The rules that determine classification for employment at the Federal level follow common law. For

IRS, the facts that provide evidence of the degree of control and independence fall into three

categories:

? Behavioral: Does the company control or have the right to control what the worker does and

how the worker does his or her job?

? Financial: Are the business aspects of the worker's job controlled by the payer?

? Type of Relationship: Are there written contracts or employee type benefits, such as pension

plan, insurance, vacation pay, etc.? Will the relationship continue and is the work performed a

key aspect of the business?

These factors are evaluated on IRS Form SS-8, which employers and workers can file with the IRS to

request a determination of the status of a worker for purposes of Federal employment taxes and

income tax withholding. State unemployment insurance agencies use their own rules to determine

whether to categorize an activity as employment for state UI purposes

DOMESTIC EMPLOYERS COVERAGE

Generally, employers of domestic employees must pay state and Federal unemployment taxes if they

pay cash wages to household workers totaling $1,000, or more, in any calendar quarter of the current

or preceding year. A household worker is an employee who performs domestic services in a private

home. Examples of household employees are: babysitters, caretakers, cleaning people, drivers,

nannies, health aides, yard workers and private nurses.

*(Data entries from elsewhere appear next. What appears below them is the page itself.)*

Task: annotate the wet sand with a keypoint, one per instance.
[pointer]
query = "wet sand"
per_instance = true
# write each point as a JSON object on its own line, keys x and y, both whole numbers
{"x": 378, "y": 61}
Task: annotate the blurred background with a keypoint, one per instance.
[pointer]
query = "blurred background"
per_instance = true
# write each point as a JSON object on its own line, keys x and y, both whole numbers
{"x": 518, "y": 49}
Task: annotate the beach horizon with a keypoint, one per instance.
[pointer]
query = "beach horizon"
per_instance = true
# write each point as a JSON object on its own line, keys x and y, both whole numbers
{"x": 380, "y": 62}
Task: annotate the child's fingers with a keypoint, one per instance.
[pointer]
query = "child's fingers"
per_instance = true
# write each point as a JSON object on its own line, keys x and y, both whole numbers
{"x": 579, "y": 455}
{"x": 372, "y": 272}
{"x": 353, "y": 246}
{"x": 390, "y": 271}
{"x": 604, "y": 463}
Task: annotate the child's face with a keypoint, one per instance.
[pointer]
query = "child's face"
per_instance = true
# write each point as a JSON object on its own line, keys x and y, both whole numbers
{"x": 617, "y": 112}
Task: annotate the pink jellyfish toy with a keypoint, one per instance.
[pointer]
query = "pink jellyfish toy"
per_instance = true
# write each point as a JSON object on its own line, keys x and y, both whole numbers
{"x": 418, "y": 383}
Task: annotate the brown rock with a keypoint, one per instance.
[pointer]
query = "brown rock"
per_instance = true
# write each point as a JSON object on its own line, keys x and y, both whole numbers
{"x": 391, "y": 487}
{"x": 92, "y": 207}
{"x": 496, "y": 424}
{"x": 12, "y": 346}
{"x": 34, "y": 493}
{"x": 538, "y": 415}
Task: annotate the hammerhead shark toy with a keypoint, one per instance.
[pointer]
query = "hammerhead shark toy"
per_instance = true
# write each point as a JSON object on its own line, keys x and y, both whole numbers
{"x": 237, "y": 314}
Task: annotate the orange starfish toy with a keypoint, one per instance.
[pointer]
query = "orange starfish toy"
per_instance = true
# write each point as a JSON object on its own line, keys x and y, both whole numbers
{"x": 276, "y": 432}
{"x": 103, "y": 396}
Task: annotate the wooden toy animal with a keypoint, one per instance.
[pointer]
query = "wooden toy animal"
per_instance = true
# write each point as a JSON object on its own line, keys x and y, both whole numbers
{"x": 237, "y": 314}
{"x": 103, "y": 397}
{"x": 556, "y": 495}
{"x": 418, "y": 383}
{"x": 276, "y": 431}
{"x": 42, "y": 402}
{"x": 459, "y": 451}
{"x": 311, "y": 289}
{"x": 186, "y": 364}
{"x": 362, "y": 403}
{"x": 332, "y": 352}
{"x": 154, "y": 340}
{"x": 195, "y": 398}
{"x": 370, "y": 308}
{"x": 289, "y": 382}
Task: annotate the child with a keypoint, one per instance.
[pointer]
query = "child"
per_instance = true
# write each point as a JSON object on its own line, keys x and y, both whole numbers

EMPLOYERS OF AGRICULTURAL EMPLOYEES

Generally, employers of agricultural employees must pay state and Federal unemployment taxes if

they pay wages to employees of $20,000, or more, in any calendar quarter; or employ 10 or more

workers in each of 20 different calendar weeks in the current or preceding calendar year. The 20

weeks do not have to be consecutive weeks, nor must they be the same 10 employees, nor must all

employees be working at the same time of the day.